Thursday, June 12, 2025

Solr query with n-gram

A Search story with Solr N-Gram part 2


Querying our index

In part 1 of this search story I described the setup we did to create a custom Solr index in Sitecore that had a few fields with the n-gram tokenizer. 

A small recap: we are trying to create a search on a bunch of similar Sitecore items that uses tagging but also free text search in the title and description. We want to make sure the users always get results if possible with the most relevant on top.

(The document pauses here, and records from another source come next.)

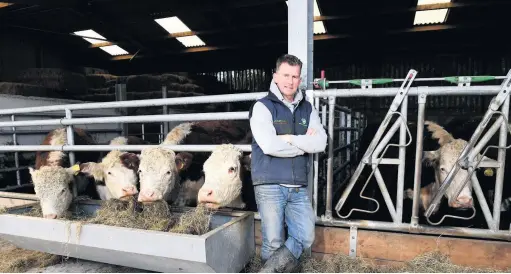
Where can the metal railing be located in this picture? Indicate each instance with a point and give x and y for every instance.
(380, 144)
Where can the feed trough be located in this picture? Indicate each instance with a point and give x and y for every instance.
(228, 247)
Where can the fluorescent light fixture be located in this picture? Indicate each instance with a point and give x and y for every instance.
(424, 17)
(174, 25)
(114, 50)
(93, 34)
(191, 41)
(319, 26)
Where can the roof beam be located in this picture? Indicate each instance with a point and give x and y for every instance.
(320, 37)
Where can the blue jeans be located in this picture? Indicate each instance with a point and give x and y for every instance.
(277, 204)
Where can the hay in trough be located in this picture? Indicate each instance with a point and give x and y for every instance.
(130, 214)
(151, 216)
(195, 222)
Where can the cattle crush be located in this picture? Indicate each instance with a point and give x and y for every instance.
(387, 213)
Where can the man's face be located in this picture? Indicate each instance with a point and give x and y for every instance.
(287, 78)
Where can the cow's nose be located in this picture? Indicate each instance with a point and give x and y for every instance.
(146, 196)
(50, 216)
(129, 191)
(205, 195)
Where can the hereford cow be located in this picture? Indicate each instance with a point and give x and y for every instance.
(177, 178)
(53, 174)
(440, 152)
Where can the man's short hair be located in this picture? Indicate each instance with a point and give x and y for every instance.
(290, 59)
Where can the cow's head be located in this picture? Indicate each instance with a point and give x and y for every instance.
(118, 171)
(443, 160)
(159, 172)
(223, 172)
(52, 188)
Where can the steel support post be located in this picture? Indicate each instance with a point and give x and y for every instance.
(414, 222)
(16, 154)
(402, 162)
(330, 166)
(165, 110)
(121, 95)
(71, 141)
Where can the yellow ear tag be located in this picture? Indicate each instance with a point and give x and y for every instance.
(488, 172)
(76, 169)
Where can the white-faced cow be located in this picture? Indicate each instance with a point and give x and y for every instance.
(177, 177)
(440, 153)
(53, 174)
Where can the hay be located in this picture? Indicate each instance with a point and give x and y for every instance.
(24, 90)
(430, 262)
(54, 78)
(151, 216)
(195, 222)
(100, 80)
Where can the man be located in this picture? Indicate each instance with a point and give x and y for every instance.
(285, 127)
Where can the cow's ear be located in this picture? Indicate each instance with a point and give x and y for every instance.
(130, 160)
(246, 161)
(93, 169)
(183, 160)
(430, 158)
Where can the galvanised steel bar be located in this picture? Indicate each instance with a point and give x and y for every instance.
(501, 158)
(422, 229)
(191, 148)
(71, 141)
(330, 168)
(241, 115)
(16, 154)
(414, 91)
(482, 200)
(207, 99)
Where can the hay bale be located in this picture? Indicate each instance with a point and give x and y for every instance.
(54, 78)
(100, 80)
(25, 90)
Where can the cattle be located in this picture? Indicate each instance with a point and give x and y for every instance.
(177, 177)
(114, 176)
(440, 152)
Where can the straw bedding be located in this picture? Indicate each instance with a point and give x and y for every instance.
(431, 262)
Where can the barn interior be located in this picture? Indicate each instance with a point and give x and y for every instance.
(112, 50)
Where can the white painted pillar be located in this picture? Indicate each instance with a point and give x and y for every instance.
(300, 43)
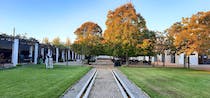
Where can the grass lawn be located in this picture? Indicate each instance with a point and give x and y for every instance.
(170, 82)
(37, 82)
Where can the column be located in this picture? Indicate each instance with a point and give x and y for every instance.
(57, 54)
(63, 57)
(72, 55)
(15, 52)
(75, 54)
(69, 57)
(42, 52)
(49, 52)
(36, 47)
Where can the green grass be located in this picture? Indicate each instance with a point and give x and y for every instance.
(37, 82)
(170, 82)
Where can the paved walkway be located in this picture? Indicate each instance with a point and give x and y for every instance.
(105, 85)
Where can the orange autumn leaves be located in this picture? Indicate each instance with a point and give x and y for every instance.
(123, 29)
(192, 34)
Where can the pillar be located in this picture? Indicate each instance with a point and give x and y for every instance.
(57, 54)
(72, 55)
(42, 52)
(36, 47)
(63, 57)
(49, 52)
(15, 52)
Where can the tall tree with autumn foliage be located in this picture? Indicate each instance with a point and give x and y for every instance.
(88, 39)
(56, 41)
(45, 40)
(192, 34)
(124, 27)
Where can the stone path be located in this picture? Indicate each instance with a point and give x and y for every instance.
(105, 85)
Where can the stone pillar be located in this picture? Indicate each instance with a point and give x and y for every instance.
(57, 54)
(69, 57)
(42, 52)
(49, 52)
(72, 55)
(181, 59)
(63, 57)
(36, 47)
(15, 52)
(194, 58)
(75, 54)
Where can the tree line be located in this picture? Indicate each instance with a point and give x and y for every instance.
(126, 35)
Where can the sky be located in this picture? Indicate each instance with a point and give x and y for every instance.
(60, 18)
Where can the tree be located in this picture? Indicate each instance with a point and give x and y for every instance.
(191, 34)
(89, 36)
(124, 27)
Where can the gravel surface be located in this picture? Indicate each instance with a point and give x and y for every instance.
(105, 85)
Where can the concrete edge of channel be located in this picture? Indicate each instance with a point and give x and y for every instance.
(136, 91)
(73, 91)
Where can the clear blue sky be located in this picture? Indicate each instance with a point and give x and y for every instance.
(51, 18)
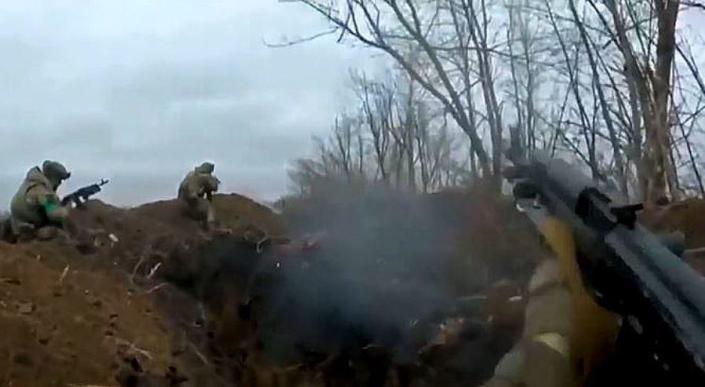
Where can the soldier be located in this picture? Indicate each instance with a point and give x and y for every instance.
(35, 210)
(566, 335)
(196, 191)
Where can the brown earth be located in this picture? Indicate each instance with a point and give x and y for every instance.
(148, 299)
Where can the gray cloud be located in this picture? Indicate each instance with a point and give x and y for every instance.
(141, 91)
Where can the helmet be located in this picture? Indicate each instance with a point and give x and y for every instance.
(55, 170)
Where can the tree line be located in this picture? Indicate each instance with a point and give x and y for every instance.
(612, 84)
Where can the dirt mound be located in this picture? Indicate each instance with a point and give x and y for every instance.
(65, 325)
(101, 312)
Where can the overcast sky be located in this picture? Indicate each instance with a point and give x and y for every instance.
(141, 91)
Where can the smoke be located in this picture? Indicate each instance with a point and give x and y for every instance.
(378, 275)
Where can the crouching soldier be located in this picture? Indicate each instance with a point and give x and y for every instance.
(36, 210)
(196, 192)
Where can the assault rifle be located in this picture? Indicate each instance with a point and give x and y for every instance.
(79, 197)
(659, 300)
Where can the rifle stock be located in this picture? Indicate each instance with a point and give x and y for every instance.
(624, 267)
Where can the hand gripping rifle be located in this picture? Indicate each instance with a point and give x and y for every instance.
(79, 197)
(654, 299)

In this second part I will describe how we queried that index to get what we need. We are trying to use only solr - not retrieving any data from Sitecore - as we want to be ready to move this solution out of the Sitecore environment some day. This is the reason we are not using the Sitecore search layer, but instead the SolrNet library.


Query options and basics

Let's start easy with setting some query options.
var options = new QueryOptions
{
  Rows = parameters.Rows,
  StartOrCursor = new StartOrCursor.Start(parameters.Start)
};
We are just setting the parameters for paging here - number of rows and the start row.
var query = new List<ISolrQuery>()
  {
    new SolrQueryByField("_template", "bdd6ede443e889619bc01314c027b3da"),
    new SolrQueryByField("_language", language),
    new SolrQueryByField("_path", "5bbbd9fa6d764b01813f0cafd6f5de31")
  };
We start the query by setting the desired template, language and path.
We use SolrQueryInList with an IEnumerable to add the tagging parts to the query but as that is not the most relevant part here I will not go into more details. You can find all the information on querying with SolrNet in their docs on Github.


Search query

The next step and most interesting one is adding the search part to the query.
if (!string.IsNullOrEmpty(parameters.SearchTerm))
{
  var searchQuery = new List<ISolrQuery>()
  {
    new SolrQueryByField("titlestring_s", parameters.SearchTerm),
    new SolrQueryByField("descriptionstring_s", parameters.SearchTerm),
    new SolrQueryByField("titlesearch_txts", parameters.SearchTerm),
    new SolrQueryByField("descriptionsearch_txts", parameters.SearchTerm)
  };
  var search = new SolrMultipleCriteriaQuery(searchQuery, SolrMultipleCriteriaQuery.Operator.OR);
  query.Add(search);
  options.AddOrder(new SortOrder("score", Order.DESC));
  options.ExtraParams = new Dictionary<string, string>
  {
      { "defType", "edismax" },
      { "qf", "titlestring_s^9 descriptionstring_s^5 titlesearch_txts^2 descriptionsearch_txts" }
  };
}
else
{
  options.AddOrder(new SortOrder("__smallupdateddate_tdt", Order.DESC));
}

What are we doing here? First of all, we check if we actually have a search parameter. If we do not, we do not add any search query and keep the sorting as default - being the last update date in our case. 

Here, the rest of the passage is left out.